KEY POINTS:
Samsung Electronics will be very selective in choosing new markets for its mobile phones and will not take on handset leader Nokia in the cheapest models, Samsung Chief Executive Yun Jong-yong said in an interview published on Sunday.
"Nokia is very strong as a maker of cheap phones. We cannot compete against it in those (models).
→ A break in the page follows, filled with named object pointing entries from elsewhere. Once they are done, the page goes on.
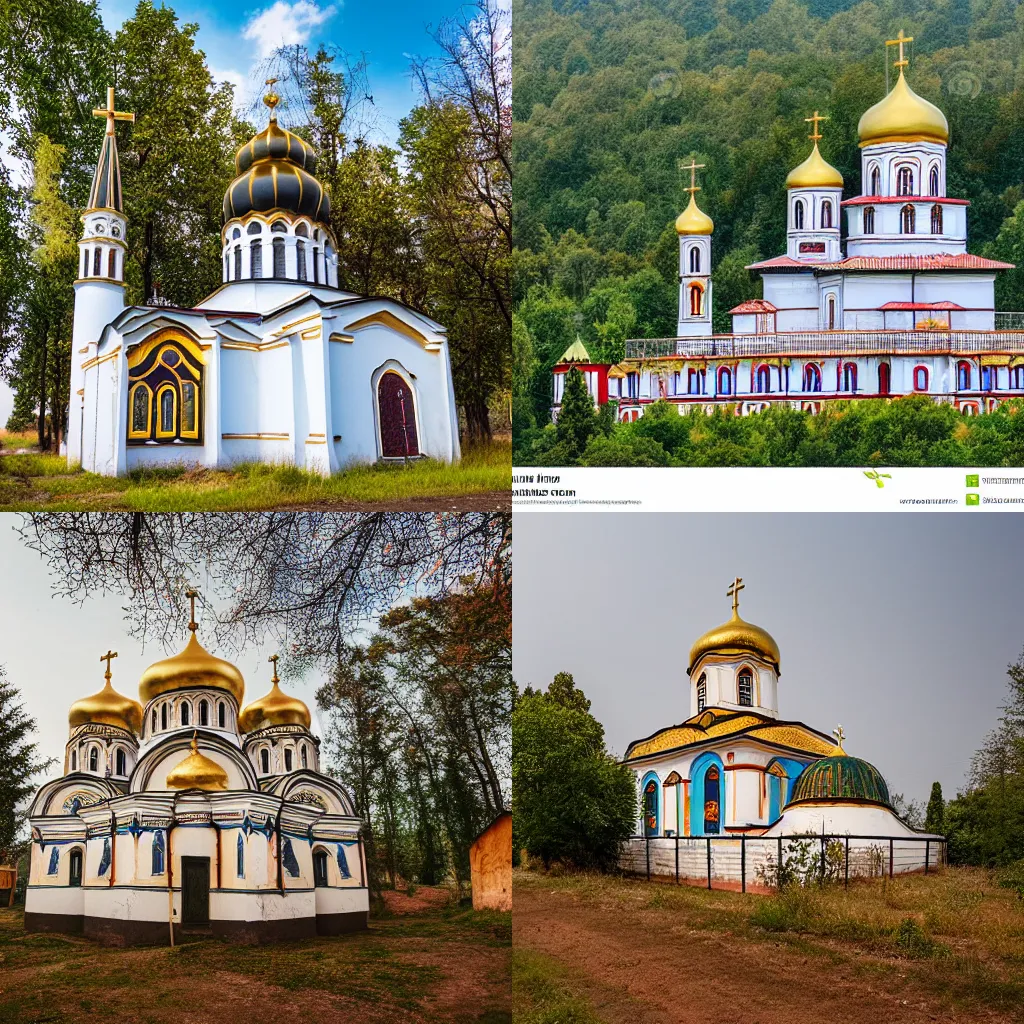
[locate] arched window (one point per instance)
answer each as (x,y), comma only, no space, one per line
(157,866)
(320,868)
(75,867)
(744,688)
That's why we are very choosy," Yun told Finnish daily Helsingin Sanomat.
He said the South Korean group, the world's third-largest maker of mobile handsets, only chose markets and customer segments where it believed it could succeed.
Focusing on cheap phones would not fit its brand image, but with 60-70 per cent of future mobile handset sales forecast to be in developing markets, Samsung could not ignore them, he said.
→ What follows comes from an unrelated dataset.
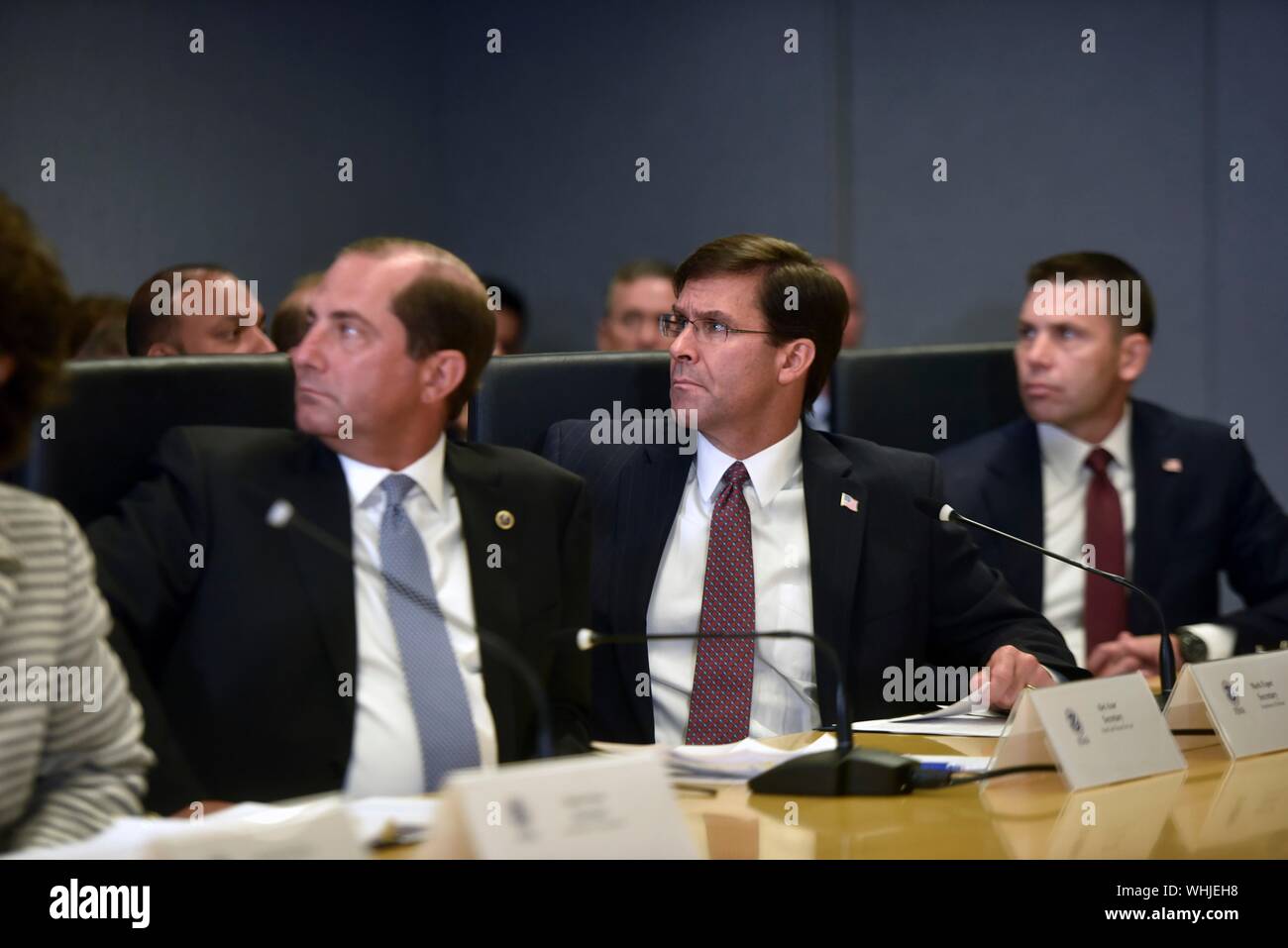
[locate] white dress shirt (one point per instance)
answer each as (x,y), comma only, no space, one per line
(1065,478)
(784,695)
(385,759)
"We aim in these countries for high low-end products," he told the paper, referring to "luxury versions" of cheap phones.
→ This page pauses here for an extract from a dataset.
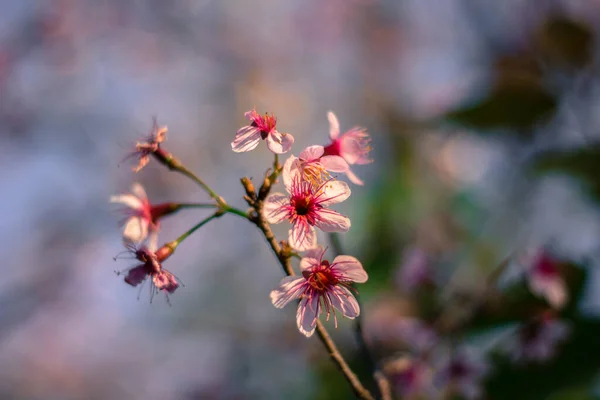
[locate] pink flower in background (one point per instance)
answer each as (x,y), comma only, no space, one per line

Finnish-based Nokia and Motorola of the United States benefit from economies of scale by making large quantities of each model, Yun said, but Samsung had the advantage of making its own screens and memories, so did not lose profits to subcontractors, he said.
Samsung reported on Friday that it sold 34.8 million mobile phones in the first quarter, helped by stronger sales of lower-end models in China and other new markets. Its mobile phone margins rose to 13 per cent from a revised 7 per cent in the fourth quarter, though average selling prices fell by 8 per cent.